What he’s saying: “[I]f things end as now seems likely, whatever damage the electoral process and the nation’s institutions have suffered in recent days is easily repairable,” Bolton wrote, pointing to the Florida recount battle in 2000, for which he served on George W. Bush’s legal team.

  • “There is, however, one significant caveat: if the Leader of the Free World continues to claim, with essentially no supportive evidence, that the election was stolen through fraud, we will have far more serious problems than merely reconciling disappointed partisans to the reality of defeat,” he continued.
  • “Any candidate is entitled to express disappointment when he or she loses, complain that life is unfair, and trigger all legitimately available election-law remedies to seek redress for alleged improprieties. Of course, raising claims, however permissible, is not the same as proving them, or showing that even validated claims have had an actual, let alone dispositive, effect on the election itself.”
  • “Responsible politicians know that, ultimately, they will pay a price if they go too far, even rhetorically. Apparently, no one ever explained this to Trump, or if they did, he didn’t pay any more attention to it than he usually pays to good advice.”
  • “There is also a larger question ahead once the election is well and truly behind us. … The Republican Party must begin a serious conversation about its new direction going forward, which I hope will return it to a Reaganite approach.”
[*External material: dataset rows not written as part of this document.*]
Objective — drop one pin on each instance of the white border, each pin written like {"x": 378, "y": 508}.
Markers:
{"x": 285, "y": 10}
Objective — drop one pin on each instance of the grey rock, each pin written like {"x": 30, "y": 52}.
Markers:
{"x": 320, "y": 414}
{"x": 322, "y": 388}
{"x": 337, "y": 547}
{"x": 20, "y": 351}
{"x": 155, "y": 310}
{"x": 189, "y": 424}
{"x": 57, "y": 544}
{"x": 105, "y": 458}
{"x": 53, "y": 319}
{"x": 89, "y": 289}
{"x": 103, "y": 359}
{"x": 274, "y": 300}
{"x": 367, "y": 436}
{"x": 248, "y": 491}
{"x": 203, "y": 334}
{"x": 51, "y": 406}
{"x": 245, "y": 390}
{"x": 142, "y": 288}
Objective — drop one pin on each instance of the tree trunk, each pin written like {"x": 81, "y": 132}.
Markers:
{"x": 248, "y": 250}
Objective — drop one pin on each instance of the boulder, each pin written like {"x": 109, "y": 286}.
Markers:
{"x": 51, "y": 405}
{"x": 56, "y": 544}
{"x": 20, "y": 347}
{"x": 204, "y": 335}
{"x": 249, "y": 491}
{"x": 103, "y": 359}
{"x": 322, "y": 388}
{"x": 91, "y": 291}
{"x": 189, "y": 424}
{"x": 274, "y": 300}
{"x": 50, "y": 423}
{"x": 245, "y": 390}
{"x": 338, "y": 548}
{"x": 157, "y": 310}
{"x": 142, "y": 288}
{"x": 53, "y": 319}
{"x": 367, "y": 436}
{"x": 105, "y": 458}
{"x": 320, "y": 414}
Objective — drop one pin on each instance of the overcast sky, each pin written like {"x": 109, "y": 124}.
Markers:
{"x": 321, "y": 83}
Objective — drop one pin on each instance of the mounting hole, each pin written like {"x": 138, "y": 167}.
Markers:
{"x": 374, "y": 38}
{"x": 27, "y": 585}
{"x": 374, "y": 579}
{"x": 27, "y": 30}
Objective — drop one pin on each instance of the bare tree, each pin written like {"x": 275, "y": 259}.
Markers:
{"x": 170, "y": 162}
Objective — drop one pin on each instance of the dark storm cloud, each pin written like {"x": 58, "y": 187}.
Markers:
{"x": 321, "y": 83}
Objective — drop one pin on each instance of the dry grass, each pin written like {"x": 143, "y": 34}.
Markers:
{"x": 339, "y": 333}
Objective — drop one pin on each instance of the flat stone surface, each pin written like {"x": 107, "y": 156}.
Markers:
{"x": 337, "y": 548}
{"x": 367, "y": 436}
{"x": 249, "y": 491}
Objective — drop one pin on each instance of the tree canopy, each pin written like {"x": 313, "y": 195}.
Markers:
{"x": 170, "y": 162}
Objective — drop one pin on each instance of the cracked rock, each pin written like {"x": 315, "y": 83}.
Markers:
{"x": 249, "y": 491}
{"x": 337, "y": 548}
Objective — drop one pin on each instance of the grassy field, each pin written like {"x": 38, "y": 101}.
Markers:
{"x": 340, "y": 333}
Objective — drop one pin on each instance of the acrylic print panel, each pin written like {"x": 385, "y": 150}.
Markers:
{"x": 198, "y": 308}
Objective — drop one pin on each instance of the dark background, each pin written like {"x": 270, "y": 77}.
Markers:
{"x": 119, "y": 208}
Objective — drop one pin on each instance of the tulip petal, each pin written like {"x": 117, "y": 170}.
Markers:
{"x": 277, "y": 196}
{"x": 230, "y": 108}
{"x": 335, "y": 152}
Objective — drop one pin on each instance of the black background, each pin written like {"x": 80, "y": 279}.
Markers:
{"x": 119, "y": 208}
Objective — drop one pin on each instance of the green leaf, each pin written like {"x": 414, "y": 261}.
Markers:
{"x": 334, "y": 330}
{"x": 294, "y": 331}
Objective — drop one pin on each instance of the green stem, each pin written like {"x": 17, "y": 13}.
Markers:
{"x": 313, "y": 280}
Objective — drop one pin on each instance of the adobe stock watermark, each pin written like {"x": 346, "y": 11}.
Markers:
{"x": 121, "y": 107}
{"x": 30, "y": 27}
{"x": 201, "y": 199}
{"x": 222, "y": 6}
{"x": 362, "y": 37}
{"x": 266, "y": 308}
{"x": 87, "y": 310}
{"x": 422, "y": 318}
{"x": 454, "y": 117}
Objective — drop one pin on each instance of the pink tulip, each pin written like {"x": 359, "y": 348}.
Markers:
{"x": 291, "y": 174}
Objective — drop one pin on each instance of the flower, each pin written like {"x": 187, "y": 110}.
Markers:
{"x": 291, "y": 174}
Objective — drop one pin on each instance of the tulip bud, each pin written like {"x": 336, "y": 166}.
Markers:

  • “It is profoundly wrong to contend, as many commentators already are, that Trump has an iron grip on the party, and will dictate its strategy and determine its candidates from exile at Mar-a-Lago in Palm Beach, Florida, perhaps plotting a 2024 Trump presidential campaign.”
  • In fact, Trump’s influence will drop precipitously once he leaves the Oval Office. He will be, in a word he hates, a loser, and the whole world will know it.”
  • Bolton conceded that not “all of Trump’s legacy is bad.”
  • But “[w]ithout Trump, we can now seek the return of voters whom his behaviour repulsed, and build a long-term Republican governing majority.”

The bottom line: “Soon again, we will elect a real conservative Republican president,” Bolton concluded.